Recent blog posts cover topics like:
- What to consider when selecting an environmental consultant
- Why PERC is so expensive to clean up
- The difference between regulatory closure and environmental cleanup
- How to protect your dry cleaning business next egg
PolicyFind is an insurance archeology firm that locates historical insurance policies for business and property owners, municipalities, attorneys and private equity firms. So, if you’re looking for your old insurance policies to help pay for an environmental investigation and cleanup, PolicyFind™, is a great resource. PolicyFind’s blog is a helpful resource, too, with educational content and case law updates.
Environmental laws vary from state to state but ultimately echo the laws at the federal level. The United States Environmental Protection Agency has its guidance on common dry cleaning solvents like PERC posted to their website, alongside thousands of peer-reviewed studies and other archives.

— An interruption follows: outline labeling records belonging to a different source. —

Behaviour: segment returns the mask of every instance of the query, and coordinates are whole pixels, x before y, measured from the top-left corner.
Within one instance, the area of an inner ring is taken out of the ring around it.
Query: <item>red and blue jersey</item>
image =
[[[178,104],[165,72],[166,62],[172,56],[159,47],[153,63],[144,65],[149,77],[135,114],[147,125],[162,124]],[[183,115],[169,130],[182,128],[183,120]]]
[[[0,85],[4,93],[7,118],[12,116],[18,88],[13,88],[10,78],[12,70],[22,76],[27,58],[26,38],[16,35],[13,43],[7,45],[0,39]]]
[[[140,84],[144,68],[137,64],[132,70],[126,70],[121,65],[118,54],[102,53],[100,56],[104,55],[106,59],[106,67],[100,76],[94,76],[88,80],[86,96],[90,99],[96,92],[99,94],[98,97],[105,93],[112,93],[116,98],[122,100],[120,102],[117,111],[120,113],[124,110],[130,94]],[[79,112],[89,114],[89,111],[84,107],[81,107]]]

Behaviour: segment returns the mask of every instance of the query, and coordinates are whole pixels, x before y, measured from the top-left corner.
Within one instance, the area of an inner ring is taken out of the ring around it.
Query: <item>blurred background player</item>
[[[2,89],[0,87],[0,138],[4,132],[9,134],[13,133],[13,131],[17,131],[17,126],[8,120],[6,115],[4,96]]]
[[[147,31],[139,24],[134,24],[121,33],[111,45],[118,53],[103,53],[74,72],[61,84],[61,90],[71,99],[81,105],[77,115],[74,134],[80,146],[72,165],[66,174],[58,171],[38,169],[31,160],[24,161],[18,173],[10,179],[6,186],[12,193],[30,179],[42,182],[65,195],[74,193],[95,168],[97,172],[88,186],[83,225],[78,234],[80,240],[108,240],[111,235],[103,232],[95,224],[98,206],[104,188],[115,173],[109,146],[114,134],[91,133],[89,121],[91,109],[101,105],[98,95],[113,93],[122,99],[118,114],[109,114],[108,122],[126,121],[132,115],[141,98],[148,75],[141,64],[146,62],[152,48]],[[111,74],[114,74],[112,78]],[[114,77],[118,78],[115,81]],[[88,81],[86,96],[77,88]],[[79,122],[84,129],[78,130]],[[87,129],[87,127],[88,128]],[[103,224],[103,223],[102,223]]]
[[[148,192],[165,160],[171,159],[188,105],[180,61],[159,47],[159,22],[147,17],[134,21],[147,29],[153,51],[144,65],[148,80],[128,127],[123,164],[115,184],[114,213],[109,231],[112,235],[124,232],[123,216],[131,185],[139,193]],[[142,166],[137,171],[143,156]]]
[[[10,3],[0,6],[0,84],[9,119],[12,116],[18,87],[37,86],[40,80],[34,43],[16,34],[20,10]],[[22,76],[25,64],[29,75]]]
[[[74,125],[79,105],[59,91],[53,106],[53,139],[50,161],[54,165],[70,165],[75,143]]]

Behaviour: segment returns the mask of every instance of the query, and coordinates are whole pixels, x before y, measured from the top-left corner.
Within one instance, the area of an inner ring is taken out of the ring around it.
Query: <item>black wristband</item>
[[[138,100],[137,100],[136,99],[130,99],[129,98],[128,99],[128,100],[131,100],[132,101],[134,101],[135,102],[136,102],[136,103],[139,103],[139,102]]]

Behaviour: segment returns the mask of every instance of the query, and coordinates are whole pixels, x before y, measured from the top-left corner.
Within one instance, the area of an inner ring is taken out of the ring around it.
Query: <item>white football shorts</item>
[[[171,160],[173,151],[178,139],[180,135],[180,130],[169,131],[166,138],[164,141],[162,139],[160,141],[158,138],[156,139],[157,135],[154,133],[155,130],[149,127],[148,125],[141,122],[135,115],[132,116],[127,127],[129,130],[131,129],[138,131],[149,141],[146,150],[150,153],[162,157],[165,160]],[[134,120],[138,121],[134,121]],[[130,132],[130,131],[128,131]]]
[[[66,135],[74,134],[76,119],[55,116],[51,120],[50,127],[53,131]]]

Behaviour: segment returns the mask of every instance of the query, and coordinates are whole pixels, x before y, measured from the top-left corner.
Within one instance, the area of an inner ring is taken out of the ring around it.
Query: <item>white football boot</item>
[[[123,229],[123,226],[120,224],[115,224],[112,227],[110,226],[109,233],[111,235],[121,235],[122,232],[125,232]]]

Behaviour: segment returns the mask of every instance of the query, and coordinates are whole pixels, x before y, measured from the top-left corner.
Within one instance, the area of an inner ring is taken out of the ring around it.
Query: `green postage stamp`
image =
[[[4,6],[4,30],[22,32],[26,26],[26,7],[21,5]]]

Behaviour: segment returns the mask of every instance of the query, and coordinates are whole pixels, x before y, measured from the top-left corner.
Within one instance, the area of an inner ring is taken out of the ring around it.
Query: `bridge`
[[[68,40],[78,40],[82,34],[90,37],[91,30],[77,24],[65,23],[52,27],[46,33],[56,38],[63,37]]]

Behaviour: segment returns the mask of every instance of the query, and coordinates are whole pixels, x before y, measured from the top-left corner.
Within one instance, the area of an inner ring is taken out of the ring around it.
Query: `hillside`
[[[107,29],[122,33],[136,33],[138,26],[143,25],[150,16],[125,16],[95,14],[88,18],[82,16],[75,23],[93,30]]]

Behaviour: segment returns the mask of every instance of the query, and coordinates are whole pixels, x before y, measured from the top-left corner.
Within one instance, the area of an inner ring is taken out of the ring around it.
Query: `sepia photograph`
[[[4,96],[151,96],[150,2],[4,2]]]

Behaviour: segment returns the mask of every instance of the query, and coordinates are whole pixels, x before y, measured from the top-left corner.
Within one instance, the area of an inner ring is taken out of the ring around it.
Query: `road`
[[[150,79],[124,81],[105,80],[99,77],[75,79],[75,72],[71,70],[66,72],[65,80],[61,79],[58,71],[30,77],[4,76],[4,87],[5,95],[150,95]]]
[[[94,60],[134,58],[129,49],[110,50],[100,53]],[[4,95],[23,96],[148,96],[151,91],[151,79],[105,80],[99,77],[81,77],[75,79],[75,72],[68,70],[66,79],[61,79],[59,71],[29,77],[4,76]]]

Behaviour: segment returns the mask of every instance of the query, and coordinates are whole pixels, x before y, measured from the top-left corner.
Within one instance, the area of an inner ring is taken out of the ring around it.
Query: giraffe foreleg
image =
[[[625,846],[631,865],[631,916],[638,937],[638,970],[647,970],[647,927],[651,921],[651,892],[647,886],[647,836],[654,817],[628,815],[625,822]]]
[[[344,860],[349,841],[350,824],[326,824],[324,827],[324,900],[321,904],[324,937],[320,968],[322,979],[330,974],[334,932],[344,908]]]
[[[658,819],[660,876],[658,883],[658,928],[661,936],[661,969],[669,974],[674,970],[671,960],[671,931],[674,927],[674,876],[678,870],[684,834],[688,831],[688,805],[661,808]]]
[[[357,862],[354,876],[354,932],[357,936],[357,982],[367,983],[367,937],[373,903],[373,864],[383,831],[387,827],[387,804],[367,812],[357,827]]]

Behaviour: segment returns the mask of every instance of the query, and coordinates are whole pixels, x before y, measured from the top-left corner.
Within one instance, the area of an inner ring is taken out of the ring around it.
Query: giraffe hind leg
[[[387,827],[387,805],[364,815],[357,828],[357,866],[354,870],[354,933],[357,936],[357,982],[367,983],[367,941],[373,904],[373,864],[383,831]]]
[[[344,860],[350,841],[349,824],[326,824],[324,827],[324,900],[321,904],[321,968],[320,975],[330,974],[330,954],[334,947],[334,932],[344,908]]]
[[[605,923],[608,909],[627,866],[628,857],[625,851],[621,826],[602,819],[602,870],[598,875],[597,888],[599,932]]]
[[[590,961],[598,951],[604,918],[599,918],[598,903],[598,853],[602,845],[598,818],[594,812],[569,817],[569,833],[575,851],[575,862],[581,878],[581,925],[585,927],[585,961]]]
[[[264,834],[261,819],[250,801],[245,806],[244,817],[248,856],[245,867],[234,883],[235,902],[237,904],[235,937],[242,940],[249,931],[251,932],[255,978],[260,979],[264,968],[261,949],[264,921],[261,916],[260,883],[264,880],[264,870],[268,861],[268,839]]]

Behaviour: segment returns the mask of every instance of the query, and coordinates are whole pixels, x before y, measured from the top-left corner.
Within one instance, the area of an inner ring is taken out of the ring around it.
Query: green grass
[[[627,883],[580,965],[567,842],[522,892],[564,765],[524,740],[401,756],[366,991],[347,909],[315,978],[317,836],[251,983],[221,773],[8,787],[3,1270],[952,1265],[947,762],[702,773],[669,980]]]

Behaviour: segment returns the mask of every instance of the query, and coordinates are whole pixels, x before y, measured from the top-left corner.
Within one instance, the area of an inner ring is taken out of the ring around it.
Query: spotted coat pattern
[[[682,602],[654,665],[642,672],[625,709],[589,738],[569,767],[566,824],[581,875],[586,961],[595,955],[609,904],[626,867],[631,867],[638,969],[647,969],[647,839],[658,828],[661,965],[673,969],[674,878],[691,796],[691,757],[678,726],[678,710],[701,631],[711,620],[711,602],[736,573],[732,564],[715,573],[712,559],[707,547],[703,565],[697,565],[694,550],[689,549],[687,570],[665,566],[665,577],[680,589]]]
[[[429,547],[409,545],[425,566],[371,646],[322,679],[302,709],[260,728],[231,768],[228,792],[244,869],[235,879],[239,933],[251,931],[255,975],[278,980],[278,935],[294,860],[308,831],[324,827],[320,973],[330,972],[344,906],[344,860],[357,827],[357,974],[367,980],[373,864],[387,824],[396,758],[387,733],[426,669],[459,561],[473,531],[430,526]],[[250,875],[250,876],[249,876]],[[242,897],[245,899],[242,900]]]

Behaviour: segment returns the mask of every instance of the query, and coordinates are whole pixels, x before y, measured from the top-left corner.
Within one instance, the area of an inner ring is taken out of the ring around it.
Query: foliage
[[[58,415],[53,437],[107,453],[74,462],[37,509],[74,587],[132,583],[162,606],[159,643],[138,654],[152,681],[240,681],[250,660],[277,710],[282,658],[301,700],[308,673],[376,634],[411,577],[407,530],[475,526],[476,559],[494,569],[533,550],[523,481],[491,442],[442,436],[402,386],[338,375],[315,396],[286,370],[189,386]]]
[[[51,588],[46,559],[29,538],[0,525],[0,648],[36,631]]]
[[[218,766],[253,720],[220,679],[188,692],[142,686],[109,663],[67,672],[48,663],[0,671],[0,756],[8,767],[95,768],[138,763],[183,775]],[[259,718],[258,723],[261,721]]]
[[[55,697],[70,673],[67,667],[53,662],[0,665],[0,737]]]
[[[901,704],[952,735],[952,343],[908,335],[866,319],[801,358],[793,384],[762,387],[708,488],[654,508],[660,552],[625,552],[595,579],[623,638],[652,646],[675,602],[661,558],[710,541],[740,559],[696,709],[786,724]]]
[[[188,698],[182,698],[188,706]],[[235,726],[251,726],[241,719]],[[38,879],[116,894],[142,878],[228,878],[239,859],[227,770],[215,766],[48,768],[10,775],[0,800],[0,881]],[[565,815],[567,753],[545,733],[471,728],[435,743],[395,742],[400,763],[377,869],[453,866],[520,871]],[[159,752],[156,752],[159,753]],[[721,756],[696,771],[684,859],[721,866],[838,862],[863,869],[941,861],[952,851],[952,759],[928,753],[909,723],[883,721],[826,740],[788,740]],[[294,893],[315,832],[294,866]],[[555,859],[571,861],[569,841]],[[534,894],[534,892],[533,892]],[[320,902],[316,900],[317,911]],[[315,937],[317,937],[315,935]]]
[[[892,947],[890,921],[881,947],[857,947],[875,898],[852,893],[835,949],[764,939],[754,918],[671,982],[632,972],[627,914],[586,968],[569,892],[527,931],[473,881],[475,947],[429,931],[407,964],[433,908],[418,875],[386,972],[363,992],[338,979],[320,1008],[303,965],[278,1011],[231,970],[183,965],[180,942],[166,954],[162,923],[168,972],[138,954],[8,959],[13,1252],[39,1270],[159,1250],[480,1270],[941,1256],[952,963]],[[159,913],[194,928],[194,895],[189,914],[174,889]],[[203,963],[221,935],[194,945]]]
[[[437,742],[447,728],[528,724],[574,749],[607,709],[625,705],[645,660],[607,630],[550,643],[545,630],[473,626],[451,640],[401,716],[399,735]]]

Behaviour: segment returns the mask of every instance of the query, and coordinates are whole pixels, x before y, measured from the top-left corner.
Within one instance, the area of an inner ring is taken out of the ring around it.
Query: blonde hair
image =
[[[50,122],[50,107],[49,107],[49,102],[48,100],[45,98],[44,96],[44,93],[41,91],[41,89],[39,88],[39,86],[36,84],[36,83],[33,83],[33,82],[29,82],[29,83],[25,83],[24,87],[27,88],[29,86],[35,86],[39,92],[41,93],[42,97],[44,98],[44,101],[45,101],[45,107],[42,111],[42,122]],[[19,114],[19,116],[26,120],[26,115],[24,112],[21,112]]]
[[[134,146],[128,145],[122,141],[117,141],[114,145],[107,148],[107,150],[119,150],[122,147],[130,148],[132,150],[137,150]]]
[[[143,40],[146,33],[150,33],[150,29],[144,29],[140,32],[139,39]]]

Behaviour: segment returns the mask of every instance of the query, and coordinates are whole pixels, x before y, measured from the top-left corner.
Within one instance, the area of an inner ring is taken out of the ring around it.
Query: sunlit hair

To find more information on your state’s health and environmental agencies, environmental topics and laws and regulations, visit the EPA’s Health and Environmental Agencies of U.S. States and Territories.
It’s important for dry cleaners to up to date on occupational safety and health. The Occupational Safety and Health Administration (OSHA) has it’s set standards for dry cleaners along with resources for hazard recognition on their website as a resource for dry cleaners.
10. Small Business Owner Marketing Tools
Drycleaners are small business owners and they have to run an entire business while maintaining their drycleaning operations. It’s a lot to handle and it isn’t for the faint of heart. How can drycleaners keep up with the digital demands on small business owners? They can use marketing tools to help get the word out about their business and share their unique selling points in a way customers will want to engage with your business.
- Wix and Squarespace are helpful for website development and management.
- Mailchimp is a great tool for email marketing. You can update your clients on discounts, news or best practices for taking care of their clothes.
- Canva is an easy graphic design tool for social media graphics, posters, flyers, and brochure templates.
- Hootsuite and SproutSocial are good tools for social media scheduling and management.